CHP"nin İstanbul Büyükşehir Belediyesi (İBB) Başkan adayı Kemal Kılıçdaroğlu, belediye şirketlerinin borçlarının 2 milyar 63 milyon doları bulduğunu, İBB"nin birçok gelirinin 2022 yılına kadar ipotek altında olduğunu söyledi. Kılıçdaroğlu, “21. yüzyılda Düyun-u Umumiye İdaresi, İstanbul Büyükşehir Belediyesi"nde taht kurmuştur” dedi.
Kılıçdaroğlu, İBB Başkanı Kadir Topbaş"a “Açıkla, açıklamazsan ben açıklayacağım” dediği İBB iştiraklerinin bilançolarını açıkladı. Kılıçdaroğlu, “İBB"ye bağlı 23 büyük şirketin, bilançoları, gelir gider tabloları İstanbullulara açıklanmamıştır. Zorunlu olarak biz açıklıyoruz” dedi.
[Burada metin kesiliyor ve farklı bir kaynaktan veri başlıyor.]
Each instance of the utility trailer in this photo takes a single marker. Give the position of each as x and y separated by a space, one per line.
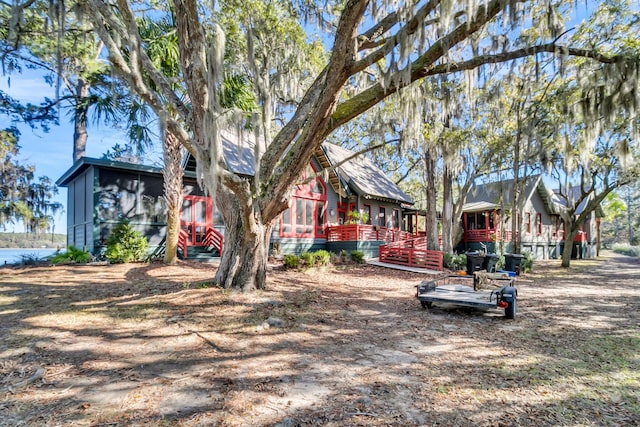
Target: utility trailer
481 290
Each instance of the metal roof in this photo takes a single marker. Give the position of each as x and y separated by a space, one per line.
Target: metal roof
359 174
363 176
86 162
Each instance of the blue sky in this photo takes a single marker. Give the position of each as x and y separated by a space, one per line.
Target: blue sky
51 152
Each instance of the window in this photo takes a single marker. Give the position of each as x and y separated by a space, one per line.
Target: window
307 214
539 223
382 217
367 211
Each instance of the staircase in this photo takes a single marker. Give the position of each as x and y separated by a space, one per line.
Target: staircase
214 242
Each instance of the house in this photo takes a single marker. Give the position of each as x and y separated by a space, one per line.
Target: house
486 221
103 193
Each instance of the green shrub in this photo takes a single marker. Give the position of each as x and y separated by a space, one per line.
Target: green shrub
125 244
291 261
526 264
626 249
447 260
454 262
322 257
72 255
308 258
357 257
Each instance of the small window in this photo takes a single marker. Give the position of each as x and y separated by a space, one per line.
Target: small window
539 223
367 211
395 217
382 217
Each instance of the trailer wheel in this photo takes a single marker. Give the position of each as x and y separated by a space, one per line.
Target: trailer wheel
510 311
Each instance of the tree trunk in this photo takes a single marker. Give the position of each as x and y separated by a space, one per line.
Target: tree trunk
568 244
80 113
515 201
243 264
431 197
447 210
172 174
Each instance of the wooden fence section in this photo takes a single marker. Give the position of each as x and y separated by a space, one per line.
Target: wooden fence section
411 253
364 232
183 238
486 235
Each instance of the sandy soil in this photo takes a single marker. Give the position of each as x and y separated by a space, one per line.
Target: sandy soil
146 345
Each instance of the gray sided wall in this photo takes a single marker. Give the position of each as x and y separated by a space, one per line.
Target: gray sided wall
540 246
130 196
80 203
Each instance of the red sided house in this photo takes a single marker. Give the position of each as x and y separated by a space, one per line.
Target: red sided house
486 221
103 193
21 şirketten 3"ünün zarar, 18"inin ticari kâr beyan ettiğini, zararların toplamının 17 milyon 950 bin TL, kalan 18 şirketin ticari kârının da 296 milyon 565 bin TL olduğunu kaydeden Kılıçdaroğlu şöyle devam etti:

Hazine"ye de borç
“Bu sonuçlar olumlu gibi görünmekle beraber, bilançolar incelendiğinde farklı bir tablo ortaya çıkıyor. 21 şirketin 31 Aralık 2007 tarihi itibariyle kısa ve uzun vadeli borçları 2 milyar 407 milyon 524 bin TL. 2007 yılı sonu itibariyle dolar kuru esas alındığında, şirketlerin borcu 2 milyar 63 milyon 710 bin dolardır.”
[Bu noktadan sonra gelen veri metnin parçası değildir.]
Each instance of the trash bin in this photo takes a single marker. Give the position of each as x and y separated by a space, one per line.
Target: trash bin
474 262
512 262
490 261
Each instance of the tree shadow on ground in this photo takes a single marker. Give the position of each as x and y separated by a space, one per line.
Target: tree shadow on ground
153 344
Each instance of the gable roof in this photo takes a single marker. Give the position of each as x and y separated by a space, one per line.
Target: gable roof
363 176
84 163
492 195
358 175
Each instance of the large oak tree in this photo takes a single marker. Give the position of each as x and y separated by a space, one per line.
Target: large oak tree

İDO"nun 283 milyon 741 bin TL tutarında kanunen kabul edilmeyen giderinin bulunduğunu kaydeden Kılıçdaroğlu, “Bu giderlerin neler olduğunu Topbaş"ın açıklamasını bekliyoruz. Açıkça görülmektedir ki şirketlerin yıllık bilanço kârları ile üzerlerindeki borç yükü arasında 1"e 10 oran vardır. Yani, şirketler yıllık kârlarını 10 yıl üst üste koyup biriktirdikleri zaman ancak anapara borçlarını karşılayabiliyor” dedi.
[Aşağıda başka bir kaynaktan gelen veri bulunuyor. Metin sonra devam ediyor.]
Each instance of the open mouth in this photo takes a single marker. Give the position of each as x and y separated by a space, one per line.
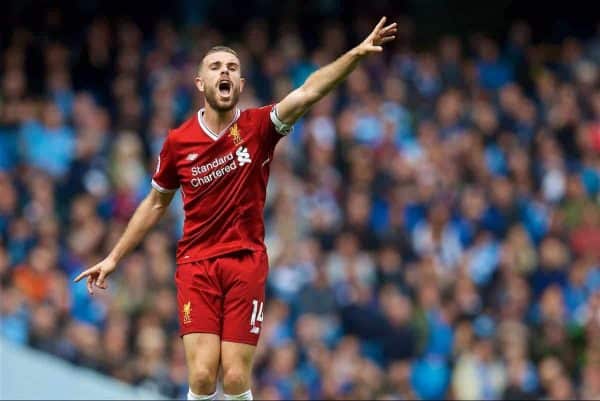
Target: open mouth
225 87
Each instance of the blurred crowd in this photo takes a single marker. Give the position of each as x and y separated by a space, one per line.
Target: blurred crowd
433 225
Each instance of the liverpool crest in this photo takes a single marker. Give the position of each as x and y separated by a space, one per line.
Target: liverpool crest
187 312
235 135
Topbaş"ın bir röportajında belediyeyi borçsuz devraldığını açıkladığını belirten Kılıçdaroğlu, İBB"nin şirket borçları dışında Hazine"ye de 2 milyar 321 milyon TL borçlu olduğunu ifade etti.
Kılıçdaroğlu, Kafkas Kültür Derneği"ni ziyaretinin ardından gazetecilerin sorularını yanıtladı. Kılıçdaroğlu, Topbaş"ın bir programı sırasında protesto edilmesini doğru bulmadığını belirterek, “Siyasetçi her topluma, her guruba, her derneğe gider oy talebinde bulunur. Bunu artık demokrasinin olağan süreci olarak görmemiz gerekir. Topbaş"a şu ya da bu şekilde herhangi bir ortamda protesto yapılmasını doğru bulmuyorum ve böyle bir şeyi de tasvip etmediğimi sizlerin huzurunda ifade ediyorum” dedi.